# Can I put pre ground coffee into an MC2 for a finer grind? or is this crazy talk



## bazschmaz (Sep 2, 2013)

So I have some coffee. Its good but pre ground.

I'd like to grind it a bit finer.

Can I put it into my grinder and grind it?

Should work as its still coarser than the gap between the burrs.

Issues I foresee are the possibility of it caking inside the grinder, leaving more residue and perhaps overheating the burrs if I grind too much of it in a single go.

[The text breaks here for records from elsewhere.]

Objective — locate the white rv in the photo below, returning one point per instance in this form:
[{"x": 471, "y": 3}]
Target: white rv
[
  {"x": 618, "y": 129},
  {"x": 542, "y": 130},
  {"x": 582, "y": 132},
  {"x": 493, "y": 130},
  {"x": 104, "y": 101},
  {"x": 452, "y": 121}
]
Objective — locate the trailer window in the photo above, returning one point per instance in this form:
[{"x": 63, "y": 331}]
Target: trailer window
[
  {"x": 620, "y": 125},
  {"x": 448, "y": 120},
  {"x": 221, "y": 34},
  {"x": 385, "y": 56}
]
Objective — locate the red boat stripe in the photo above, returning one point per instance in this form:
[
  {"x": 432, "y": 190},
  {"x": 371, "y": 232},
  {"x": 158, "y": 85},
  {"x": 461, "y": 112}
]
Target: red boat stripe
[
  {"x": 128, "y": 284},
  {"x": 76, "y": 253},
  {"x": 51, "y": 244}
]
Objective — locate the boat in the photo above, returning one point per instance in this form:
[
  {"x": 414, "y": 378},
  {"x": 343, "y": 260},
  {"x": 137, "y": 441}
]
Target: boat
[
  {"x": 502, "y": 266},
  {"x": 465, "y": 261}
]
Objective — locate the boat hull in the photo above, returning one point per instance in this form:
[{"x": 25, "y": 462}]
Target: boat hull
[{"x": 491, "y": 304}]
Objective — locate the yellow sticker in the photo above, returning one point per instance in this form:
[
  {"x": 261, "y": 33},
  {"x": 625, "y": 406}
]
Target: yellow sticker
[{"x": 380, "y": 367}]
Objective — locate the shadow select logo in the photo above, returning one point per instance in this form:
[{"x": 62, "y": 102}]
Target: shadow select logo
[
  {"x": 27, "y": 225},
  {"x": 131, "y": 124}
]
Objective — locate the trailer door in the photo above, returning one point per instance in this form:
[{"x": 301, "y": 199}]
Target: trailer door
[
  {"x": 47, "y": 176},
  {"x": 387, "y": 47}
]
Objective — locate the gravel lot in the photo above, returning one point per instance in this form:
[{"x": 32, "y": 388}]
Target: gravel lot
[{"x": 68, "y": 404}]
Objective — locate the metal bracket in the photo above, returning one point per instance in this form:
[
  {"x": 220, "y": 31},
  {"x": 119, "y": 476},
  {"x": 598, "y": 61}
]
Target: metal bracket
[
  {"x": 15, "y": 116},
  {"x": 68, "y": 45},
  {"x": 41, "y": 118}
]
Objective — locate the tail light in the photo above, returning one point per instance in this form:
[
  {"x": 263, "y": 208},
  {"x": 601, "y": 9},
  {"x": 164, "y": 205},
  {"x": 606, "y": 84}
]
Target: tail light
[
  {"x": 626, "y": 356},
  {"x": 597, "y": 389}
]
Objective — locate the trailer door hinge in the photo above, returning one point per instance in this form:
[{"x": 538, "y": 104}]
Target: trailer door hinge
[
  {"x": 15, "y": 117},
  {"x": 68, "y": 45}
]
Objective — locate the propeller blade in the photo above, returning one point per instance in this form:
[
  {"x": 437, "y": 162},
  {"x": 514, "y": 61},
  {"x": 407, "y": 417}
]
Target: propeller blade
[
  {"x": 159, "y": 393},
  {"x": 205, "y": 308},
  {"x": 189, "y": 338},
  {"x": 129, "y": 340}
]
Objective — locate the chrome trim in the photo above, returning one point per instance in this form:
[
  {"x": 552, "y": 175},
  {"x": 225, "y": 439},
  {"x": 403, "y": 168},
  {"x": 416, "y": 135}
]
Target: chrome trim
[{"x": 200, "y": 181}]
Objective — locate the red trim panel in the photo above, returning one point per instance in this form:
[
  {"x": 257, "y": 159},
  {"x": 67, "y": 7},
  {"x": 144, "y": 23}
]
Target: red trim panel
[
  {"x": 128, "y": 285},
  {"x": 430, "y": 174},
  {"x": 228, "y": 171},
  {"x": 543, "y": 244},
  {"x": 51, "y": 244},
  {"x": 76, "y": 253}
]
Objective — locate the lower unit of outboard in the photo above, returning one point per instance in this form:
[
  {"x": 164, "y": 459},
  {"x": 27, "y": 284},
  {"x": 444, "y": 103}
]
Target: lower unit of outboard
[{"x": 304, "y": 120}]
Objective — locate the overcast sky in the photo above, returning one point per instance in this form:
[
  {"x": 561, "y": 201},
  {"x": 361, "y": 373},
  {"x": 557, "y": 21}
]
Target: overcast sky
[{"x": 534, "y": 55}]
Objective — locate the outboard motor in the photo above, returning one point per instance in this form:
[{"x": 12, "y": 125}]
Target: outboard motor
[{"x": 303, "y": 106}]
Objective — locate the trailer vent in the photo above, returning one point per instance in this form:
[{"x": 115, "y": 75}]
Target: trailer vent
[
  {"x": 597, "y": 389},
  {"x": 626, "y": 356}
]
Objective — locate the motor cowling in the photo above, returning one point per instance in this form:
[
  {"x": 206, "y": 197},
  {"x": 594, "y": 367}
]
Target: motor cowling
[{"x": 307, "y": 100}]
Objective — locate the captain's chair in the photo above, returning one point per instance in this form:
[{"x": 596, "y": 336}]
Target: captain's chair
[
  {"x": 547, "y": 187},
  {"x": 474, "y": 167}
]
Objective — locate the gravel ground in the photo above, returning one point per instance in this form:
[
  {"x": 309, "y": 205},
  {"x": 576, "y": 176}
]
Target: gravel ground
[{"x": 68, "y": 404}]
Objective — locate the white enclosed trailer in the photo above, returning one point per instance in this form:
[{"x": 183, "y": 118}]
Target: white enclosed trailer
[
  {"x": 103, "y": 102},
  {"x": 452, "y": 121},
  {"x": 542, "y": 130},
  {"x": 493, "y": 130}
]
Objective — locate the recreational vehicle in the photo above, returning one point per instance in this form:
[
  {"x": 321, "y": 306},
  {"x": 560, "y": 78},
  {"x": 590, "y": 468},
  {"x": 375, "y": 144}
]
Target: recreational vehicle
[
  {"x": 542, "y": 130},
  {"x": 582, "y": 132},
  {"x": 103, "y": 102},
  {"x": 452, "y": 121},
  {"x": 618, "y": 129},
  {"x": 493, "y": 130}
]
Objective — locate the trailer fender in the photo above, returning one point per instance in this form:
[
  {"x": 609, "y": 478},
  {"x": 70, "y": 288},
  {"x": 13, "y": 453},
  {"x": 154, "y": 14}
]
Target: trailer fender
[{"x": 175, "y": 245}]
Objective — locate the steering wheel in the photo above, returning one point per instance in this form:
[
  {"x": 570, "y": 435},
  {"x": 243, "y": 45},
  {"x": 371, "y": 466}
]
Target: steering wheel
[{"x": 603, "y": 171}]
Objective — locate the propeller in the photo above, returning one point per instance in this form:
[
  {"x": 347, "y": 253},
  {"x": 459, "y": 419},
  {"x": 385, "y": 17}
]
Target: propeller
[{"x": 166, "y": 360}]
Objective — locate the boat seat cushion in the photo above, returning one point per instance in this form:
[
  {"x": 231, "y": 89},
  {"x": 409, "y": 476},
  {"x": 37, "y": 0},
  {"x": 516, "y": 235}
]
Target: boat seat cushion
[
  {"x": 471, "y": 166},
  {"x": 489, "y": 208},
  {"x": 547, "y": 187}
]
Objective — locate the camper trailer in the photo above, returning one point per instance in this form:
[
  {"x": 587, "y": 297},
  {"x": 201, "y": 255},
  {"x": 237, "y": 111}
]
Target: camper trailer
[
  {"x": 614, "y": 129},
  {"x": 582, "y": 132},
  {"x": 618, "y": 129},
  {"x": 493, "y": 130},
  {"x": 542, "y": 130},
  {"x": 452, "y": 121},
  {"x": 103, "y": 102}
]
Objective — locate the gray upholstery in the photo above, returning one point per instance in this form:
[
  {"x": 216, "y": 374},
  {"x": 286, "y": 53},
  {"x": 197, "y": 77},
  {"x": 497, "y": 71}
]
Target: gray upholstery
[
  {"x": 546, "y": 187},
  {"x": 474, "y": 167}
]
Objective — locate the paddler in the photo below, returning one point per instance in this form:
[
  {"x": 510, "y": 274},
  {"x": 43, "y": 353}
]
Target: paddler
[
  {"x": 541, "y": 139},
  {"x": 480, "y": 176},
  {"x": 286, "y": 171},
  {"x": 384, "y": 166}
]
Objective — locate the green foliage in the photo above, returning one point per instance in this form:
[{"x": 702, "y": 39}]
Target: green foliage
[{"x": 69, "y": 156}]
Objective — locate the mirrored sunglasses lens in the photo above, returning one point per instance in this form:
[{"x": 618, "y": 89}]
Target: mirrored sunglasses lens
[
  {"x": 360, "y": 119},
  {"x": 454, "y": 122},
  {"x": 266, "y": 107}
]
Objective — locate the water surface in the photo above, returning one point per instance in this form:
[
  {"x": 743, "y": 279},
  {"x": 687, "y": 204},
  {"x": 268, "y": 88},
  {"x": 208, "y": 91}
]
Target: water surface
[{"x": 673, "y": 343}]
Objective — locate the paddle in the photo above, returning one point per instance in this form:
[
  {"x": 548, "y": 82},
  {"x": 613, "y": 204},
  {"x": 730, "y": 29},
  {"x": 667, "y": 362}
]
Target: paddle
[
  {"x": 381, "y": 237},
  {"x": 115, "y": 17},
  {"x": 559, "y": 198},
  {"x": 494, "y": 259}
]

I was only going to grind it on a single shot basis. Its a nice Pact coffee, I changed my account settings from ground to whole bean on the day they notified me they were shipping an order so the issue is my all my fault and none of theirs.

Did not want to waste it.

All opinions valued - thanks for you help people.

Baz


----------



## Gangstarrrrr (Mar 4, 2013)

I've done this before on an emergency basis. Should be fine I'd think.


----------



## xiuxiuejar (Jan 24, 2012)

If you regrind ground coffee you will likely burn out the grinder. Remember that coffee grinds are smaller and denser than beans so the burrs have to work much more. Add that to the fact that the burrs will likely have to deal with an overwhelming quantity of grinds and get clogged up, making the motor overwork. If you have to re-grind, you're probably best off putting small quantities af ground coffee in with beans - but I wouldn't do it.


----------